概要:前システムより使用していた従来のテンプレート(以下、テンプレート)は、1患者につき1度のみの記載となり検索や統計処理の機能は付随していない。一方、eXChartは検索処理機能を備えるため、あらかじめ設定した項目を記載した診療情報からデータ抽出が可能である。また、テンプレートと比較して患者プロファイルや検査結果から自動取得可能な情報が豊富である。
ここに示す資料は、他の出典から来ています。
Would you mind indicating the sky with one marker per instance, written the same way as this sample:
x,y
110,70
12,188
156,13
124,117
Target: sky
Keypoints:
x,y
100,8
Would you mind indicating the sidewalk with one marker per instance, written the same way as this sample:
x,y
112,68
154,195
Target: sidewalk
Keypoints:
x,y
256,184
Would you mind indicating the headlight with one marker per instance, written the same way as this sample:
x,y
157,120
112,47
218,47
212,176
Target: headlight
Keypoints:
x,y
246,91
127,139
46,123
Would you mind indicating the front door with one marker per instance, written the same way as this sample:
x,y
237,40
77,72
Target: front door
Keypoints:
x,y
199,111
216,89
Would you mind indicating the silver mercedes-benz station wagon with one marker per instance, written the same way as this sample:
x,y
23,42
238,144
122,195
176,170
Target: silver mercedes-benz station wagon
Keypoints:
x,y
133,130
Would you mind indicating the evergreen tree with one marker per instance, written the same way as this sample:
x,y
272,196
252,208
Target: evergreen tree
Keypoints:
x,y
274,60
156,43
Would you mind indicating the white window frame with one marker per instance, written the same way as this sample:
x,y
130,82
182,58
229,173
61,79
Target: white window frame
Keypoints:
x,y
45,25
例としてテンプレートからeXChartへ切替えた糖尿病透析予防依頼書を紹介する。糖尿病透析予防依頼書は、診療内容を医師、看護師、栄養士が同一の書類に記載することで指導管理料が算定可能となり、書類発行時に会計連携させるという目的から2014年1月よりテンプレートが用いられてきた。しかし、テンプレートでは記載した患者の抽出が不可能であったためeXChartへ切り替えた。これにより、電子カルテ上で記載済みの患者検索が可能となり、また算定済みの患者を検索し、統計を取ることが可能となった。多職種間での情報共有にも役立ち、チーム医療のツールの一つとして利用されている。加えて、記載内容の定型文を設定することも可能となり、記載内容の質向上と記載の効率化が図られた。他の事例においても、導入後2年あまりで各診療科や部門から約40件の要望があり対応している。傾向として、医療従事者が医療情報を保存するだけでなく自身でデータを活用するという目的が増加している。
結論:eXChartの導入に伴い、医療従事者による医療情報のデータ目的が保存から統計利用へとシフトし、電子カルテ上でのデータ検索など簡易的に且つ有効な医療情報の活用が可能となった。より充実した医療提供、医療者間の情報共有が可能と考察される。